Wie oben schon erwähnt, haben diese Denkweisen strukturelle Gründe und sollten deshalb nicht als moralische Vorwürfe verstanden werden. Aus einer europäisch sozialisierten Perspektive kommend, in der Rassismus besonders gegen Muslim*innen und anderes xenophobes Gedankengut immer populärer werden und die politische Diskussionskultur prägen, wundert es nicht, wenn gewisse Bilder davon (wenn teilweise auch unbewusst) reproduziert werden. Dies zeigt jedoch auch die Notwendigkeit, stetig über gesellschaftliche und eigene Vorstellungen über die türkische Kultur kritisch zu reflektieren sowie Mut zum Widerspruch gegenüber dem herrschenden Diskurs zu haben.

Und wie nun eine Postkarte schreiben?

Da sind wir also und schreiben Postkarten an Eltern, Großeltern und Freunde.
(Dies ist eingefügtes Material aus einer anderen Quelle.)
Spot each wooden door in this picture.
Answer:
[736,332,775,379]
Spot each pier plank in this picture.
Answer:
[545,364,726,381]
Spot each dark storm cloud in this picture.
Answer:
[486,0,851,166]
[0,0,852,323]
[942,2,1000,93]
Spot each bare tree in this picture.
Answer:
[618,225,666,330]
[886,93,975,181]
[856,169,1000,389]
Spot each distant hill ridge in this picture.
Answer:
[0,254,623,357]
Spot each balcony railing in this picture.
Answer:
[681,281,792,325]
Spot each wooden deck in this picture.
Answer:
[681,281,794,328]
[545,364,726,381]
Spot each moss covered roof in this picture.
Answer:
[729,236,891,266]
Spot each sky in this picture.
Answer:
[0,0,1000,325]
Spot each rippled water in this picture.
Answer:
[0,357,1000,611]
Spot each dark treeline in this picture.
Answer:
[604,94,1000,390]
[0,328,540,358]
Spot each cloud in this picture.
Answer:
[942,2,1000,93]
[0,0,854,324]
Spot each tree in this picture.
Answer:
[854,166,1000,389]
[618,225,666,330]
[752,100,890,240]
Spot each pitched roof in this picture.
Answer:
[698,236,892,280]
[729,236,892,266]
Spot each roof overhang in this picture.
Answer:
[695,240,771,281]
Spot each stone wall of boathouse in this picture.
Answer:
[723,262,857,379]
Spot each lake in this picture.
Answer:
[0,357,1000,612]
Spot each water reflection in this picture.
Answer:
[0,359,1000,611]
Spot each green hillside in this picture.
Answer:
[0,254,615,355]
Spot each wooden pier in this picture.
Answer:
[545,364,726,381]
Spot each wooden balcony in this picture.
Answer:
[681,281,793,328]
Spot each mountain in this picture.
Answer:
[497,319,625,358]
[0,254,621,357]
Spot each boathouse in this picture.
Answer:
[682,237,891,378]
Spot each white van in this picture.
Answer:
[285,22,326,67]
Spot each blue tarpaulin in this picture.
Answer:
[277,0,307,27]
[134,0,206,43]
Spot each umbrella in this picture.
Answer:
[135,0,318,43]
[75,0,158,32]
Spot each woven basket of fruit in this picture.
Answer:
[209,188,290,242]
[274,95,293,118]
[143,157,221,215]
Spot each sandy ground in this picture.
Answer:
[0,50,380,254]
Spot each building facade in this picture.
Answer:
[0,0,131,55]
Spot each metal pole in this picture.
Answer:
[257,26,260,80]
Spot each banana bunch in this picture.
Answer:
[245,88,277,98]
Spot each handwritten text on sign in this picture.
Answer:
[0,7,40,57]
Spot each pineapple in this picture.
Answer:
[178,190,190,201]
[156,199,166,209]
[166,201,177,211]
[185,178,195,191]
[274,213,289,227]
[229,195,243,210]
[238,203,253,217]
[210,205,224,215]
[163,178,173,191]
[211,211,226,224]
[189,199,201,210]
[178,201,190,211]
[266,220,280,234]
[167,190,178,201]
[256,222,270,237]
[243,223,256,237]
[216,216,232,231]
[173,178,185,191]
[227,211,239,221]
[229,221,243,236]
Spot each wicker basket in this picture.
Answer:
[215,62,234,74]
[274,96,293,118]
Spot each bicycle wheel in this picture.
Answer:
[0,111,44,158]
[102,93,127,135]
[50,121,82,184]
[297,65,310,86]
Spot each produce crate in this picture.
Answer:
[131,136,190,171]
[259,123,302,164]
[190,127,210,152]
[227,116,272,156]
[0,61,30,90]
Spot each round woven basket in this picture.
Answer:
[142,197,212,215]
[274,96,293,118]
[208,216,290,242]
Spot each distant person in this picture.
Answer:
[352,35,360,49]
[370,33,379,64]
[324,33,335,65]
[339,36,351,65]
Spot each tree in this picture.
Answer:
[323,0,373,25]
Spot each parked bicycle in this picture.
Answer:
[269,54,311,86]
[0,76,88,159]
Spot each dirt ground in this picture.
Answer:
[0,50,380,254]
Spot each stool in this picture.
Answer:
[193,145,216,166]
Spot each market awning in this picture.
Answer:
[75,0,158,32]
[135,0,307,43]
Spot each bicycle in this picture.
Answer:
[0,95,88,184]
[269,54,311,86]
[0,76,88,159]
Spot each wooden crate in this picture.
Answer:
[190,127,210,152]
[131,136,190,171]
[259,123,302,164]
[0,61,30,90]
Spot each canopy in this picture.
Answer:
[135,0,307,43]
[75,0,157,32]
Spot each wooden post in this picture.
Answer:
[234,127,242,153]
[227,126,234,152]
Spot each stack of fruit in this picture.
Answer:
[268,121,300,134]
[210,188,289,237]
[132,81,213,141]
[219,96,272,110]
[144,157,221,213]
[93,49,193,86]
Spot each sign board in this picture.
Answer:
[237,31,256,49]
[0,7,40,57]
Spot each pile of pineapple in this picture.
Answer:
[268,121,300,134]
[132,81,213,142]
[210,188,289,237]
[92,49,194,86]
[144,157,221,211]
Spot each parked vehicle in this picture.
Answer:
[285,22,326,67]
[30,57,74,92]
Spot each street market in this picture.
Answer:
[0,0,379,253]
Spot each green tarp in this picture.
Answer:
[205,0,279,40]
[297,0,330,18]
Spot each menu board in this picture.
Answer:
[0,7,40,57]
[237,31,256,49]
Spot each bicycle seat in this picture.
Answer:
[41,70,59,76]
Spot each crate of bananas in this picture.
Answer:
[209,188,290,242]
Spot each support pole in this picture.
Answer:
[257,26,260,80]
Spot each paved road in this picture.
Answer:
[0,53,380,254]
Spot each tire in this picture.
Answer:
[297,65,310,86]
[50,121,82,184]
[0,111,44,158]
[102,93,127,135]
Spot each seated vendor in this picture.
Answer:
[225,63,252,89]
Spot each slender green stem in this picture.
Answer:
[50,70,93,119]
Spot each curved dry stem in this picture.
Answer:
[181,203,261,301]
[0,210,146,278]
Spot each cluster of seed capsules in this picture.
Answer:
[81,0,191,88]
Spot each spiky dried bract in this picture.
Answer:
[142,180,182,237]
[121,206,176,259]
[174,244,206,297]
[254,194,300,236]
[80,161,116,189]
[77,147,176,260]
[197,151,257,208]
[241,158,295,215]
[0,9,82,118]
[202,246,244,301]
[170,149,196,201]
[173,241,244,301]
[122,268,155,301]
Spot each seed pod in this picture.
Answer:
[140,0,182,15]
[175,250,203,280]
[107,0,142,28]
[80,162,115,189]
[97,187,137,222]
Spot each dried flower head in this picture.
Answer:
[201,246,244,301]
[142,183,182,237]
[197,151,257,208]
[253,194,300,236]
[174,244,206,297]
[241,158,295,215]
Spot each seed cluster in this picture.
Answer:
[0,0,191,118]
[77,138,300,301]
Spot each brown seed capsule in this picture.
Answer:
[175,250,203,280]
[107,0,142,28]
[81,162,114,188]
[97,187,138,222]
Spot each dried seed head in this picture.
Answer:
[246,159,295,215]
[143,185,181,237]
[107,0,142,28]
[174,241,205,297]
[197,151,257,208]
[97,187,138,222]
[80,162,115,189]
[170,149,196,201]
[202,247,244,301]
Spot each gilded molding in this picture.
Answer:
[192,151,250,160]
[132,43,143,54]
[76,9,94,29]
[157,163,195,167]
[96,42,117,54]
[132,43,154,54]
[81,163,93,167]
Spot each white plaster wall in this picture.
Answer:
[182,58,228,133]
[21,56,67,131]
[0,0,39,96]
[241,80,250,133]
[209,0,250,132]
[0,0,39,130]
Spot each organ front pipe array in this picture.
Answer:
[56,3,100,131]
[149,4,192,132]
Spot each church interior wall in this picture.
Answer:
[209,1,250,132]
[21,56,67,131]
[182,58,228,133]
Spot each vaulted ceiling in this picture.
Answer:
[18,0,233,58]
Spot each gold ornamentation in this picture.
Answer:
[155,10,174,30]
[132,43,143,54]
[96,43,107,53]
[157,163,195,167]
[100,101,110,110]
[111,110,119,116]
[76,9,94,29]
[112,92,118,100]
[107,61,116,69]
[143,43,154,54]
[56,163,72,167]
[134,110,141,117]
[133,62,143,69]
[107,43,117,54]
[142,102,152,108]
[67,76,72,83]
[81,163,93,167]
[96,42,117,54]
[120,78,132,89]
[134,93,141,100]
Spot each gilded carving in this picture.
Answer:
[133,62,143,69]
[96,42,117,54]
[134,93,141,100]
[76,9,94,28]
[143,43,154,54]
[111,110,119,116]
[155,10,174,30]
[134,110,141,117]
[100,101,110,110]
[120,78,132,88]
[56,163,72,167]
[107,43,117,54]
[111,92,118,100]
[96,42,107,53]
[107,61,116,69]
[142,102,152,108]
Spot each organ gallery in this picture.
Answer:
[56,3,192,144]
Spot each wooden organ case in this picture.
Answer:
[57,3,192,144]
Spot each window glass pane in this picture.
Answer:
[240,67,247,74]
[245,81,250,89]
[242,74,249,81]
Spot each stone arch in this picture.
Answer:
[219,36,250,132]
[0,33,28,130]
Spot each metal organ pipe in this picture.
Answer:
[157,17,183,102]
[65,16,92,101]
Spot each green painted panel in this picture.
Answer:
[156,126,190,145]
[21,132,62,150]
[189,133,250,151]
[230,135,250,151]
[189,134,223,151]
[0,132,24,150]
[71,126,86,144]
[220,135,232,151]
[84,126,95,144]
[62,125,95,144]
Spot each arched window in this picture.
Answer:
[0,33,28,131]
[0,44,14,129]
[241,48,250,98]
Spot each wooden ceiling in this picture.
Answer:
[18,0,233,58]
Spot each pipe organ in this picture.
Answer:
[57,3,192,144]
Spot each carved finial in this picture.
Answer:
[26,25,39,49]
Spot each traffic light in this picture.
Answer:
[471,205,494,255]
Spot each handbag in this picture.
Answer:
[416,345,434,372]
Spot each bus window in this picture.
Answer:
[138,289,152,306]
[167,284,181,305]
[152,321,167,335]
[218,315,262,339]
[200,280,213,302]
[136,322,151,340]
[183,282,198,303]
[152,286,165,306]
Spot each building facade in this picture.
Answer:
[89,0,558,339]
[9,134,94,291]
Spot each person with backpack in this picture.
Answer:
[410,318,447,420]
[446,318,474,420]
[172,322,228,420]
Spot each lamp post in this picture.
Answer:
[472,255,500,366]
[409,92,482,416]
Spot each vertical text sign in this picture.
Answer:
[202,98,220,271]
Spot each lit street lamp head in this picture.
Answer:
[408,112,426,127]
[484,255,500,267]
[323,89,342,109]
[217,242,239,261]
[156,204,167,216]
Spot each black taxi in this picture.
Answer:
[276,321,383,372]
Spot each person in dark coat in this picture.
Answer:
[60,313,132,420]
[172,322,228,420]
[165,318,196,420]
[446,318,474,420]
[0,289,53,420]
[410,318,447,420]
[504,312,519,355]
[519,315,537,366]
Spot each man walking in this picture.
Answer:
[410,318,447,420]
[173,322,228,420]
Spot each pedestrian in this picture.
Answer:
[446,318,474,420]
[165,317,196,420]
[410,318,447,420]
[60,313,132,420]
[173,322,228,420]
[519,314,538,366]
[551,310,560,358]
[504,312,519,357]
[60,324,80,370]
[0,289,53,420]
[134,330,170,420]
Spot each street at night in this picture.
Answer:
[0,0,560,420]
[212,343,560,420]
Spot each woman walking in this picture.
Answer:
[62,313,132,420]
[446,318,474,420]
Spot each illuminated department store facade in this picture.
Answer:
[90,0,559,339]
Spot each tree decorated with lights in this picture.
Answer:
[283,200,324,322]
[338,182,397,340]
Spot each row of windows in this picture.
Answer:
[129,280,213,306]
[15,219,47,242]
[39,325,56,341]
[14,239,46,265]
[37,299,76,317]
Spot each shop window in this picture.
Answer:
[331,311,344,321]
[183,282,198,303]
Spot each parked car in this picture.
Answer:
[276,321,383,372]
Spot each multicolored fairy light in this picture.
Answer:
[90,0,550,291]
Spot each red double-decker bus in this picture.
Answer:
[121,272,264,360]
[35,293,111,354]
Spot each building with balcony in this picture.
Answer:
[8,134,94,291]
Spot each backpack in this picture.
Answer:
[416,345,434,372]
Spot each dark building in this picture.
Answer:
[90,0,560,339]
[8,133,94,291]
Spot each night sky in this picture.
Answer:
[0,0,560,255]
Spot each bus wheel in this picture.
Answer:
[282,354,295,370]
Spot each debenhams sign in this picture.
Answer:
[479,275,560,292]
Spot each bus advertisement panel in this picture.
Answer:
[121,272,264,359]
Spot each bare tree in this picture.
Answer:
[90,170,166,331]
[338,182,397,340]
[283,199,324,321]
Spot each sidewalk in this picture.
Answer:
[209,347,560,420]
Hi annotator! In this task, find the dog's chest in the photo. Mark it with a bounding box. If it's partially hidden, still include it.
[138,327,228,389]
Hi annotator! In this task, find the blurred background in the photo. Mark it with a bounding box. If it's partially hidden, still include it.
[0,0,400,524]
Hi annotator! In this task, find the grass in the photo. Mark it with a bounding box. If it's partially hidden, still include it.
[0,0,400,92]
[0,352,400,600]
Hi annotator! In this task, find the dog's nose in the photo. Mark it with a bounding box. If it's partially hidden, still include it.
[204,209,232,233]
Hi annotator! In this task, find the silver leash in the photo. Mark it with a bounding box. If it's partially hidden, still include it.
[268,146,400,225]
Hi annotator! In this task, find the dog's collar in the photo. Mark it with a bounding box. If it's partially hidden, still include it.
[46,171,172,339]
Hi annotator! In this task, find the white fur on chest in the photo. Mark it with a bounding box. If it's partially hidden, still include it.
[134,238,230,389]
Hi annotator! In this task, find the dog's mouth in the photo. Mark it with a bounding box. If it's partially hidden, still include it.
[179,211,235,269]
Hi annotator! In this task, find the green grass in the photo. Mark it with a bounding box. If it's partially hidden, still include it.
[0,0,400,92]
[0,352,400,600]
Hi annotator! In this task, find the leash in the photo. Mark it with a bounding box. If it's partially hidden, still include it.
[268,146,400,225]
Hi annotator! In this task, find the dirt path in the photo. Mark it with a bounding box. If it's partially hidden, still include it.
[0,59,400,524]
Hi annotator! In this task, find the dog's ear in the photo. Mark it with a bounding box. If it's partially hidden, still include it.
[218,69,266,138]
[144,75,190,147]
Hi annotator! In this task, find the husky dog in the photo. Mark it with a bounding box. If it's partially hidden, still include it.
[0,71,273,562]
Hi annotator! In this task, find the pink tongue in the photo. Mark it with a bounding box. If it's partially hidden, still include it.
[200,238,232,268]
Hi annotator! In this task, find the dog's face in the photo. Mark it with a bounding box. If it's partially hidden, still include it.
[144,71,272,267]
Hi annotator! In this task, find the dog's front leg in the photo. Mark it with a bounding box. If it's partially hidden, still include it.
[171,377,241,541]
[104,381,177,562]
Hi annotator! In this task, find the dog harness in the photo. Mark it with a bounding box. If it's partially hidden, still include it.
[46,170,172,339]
Die Karten zeigen die Hagia Sofia, die Sultan Ahmet Moschee oder den Basar im goldenen Licht und sie alle rufen bei den Daheimgebliebenen die Vorstellungen vom fernen Orient hervor. Auch der Inhalt unserer Karten knüpft natürlich schnell daran an. Wir berichten vom Muezzin-Ruf, der uns morgens aus dem Schlaf reißt, sprechen von unserem Leben auf der Schwelle des Orients und machen vielleicht noch einen Witz über den „neuen Sultan“ in Ankara. Ohne es zu wollen, reproduzieren wir alte Orientbilder in den Köpfen anderer Menschen und treten in die Fußstapfen der Orientalisten, die ihren europäischen Landsmännern und Frauen die fremde Welt erklärten.

Aber was nun? Können die paar Sätze einer Postkarte den Orientalismus widerlegen? Nein, deshalb ist es ja soviel einfacher, sich einiger Klischees zu bedienen. Aber gerade in Zeiten, in denen die Berührungsängste zwischen der Türkei und Deutschland wieder zunehmen, ist es wichtig, Klischees und einer vermeintlichen Fremdheit nicht das Wort zu reden. Unsere nächsten Postkarten jedenfalls handeln von der bunten, lauten und unglaublich mutigen Demo zum Weltfrauentag oder der alten Dame (mit Kopftuch), in deren Kiosk mensch auch weit nach zehn Uhr abends noch eine Flasche Raki bekommt. Keine Abweichungen von der Norm, sondern ganz normal!